Alain Duhoux, de l'Escu de Runfao à Rennes,
confiait récemment qu'un établissement doit ressembler à un plat : "Il doit
tout d'abord satisfaire la vue, l'odorat et enfin le goût." Tout le monde en
convient, une belle assiette, aussi réussie soit-elle, ne suffit pas à elle seule à
attirer le client. Satisfaire la vue en proposant une décoration séduisante, voilà un
atout de choix. Près de la Gacilly en Morbihan, à Saint-Martin-sur- Oust, Jean-Marie
Seillon possède un trésor à faire pâlir les restaurateurs en quête d'originalité.
Antiquaire ébéniste, il acquiert, rénove et vend des meubles de travail en général et
des billots de bouchers en particulier. "J'en possède environ une cinquantaine en
stock, assure-t-il. De tous les styles." Alignés les uns contre les autres dans
un coin de son entrepôt, quelques billots attendent d'ailleurs de passer sous les rabots
de l'artisan. Chacun possède son petit détail particulier qui le différencie des autres
: avec ou sans fronton, avec ou sans tiroir galbé, de quatre à six pieds, de cent à
trois cents kilos, de un à trois mètres de long etc. Il y en a pour tous les goûts...

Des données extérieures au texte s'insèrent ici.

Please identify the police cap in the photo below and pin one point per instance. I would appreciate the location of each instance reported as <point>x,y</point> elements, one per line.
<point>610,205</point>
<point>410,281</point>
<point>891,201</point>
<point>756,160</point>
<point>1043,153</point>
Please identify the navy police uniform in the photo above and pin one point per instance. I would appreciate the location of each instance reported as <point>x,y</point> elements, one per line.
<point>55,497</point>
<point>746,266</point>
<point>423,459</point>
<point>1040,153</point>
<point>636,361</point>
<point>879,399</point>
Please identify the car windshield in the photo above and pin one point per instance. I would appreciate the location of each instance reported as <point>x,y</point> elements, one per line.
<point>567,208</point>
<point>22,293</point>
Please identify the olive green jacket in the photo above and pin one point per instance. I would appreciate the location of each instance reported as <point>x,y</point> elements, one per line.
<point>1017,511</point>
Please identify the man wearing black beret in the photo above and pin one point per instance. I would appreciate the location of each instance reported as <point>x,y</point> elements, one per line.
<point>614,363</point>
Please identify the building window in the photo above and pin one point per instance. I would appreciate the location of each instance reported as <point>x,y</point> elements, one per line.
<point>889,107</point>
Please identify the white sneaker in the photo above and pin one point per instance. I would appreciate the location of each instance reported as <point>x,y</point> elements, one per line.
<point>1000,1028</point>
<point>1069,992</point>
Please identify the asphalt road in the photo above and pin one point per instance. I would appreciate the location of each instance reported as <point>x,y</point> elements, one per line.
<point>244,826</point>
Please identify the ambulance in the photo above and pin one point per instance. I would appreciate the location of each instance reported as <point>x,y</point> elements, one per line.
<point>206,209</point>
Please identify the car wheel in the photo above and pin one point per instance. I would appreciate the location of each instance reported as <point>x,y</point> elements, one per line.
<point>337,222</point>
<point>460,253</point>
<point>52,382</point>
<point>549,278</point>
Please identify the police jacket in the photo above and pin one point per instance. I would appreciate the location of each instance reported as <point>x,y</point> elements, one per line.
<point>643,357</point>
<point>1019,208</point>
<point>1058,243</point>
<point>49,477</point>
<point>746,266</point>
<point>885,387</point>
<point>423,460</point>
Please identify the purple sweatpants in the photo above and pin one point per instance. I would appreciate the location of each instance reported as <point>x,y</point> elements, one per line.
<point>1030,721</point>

et pour toutes les bourses - tout dépend de la commande, mais il faut compter plusieurs
milliers de francs.
"Je récupère les billots grâce à du bouche à oreille en fouinant, ou grâce
à des rencontres sur les foires expos... Mais en l'état, lorsque je les achète dans les
boucheries, ils sont invendables." Jean-Marie Seillon s'attache alors à leur
redonner une vie et une utilité. Il les rénove donc dans son atelier en travaillant avec
différents corps de métiers. "Le temps passé sur un ouvrage dépend de son
importance. Cela va de quelques jours à plus d'une semaine." Achevés, certains
billots retrouvent leurs pieds sculptés Art déco, leurs frontons ornés de coquilles ou
de têtes de vaches en bronze, leurs frises en bois... La table de travail constituée
d'un assemblage de cubes en charme rejoint son meuble en hêtre dans lequel elle vient
s'encastrer. Les tiroirs coulissent ou se lèvent etc. De véritables pièces de musées
à l'image de cette table de présentation de boucherie en marbre, les pieds en fer
forgé. "Une table extrêmement rare", tient à souligner Jean-Marie
Seillon.
Mais la boucherie n'est pas seule représentée. On retrouve également des meubles de
boulangers, limonadiers, épiciers etc. Ici une machine à découper le jambon du siècle
dernier, là une balance en céramique aux armes de la ville de Paris, d'anciennes
glacières à l'intérieur zingué, un comptoir d'hôtel avec sonnette sur le pupitre, un
parisien de boulanger en hêtre et peuplier, un zinc de bar etc. "Ces meubles sont
très recherchés outre-Atlantique. Les Américains en raffolent et se les arrachent. De
nombreux meubles que je restaure sont d'ailleurs destinés à décorer des
restaurants."
Et pour ceux que les meubles n'intéresseraient pas, Jean-Marie possède un véritable
écomusée renfermant une multitude d'outils anciens, toujours en rapport avec les
métiers de bouche : moulin à blé noir, râpe à choux, casse-sucre d'épiciers...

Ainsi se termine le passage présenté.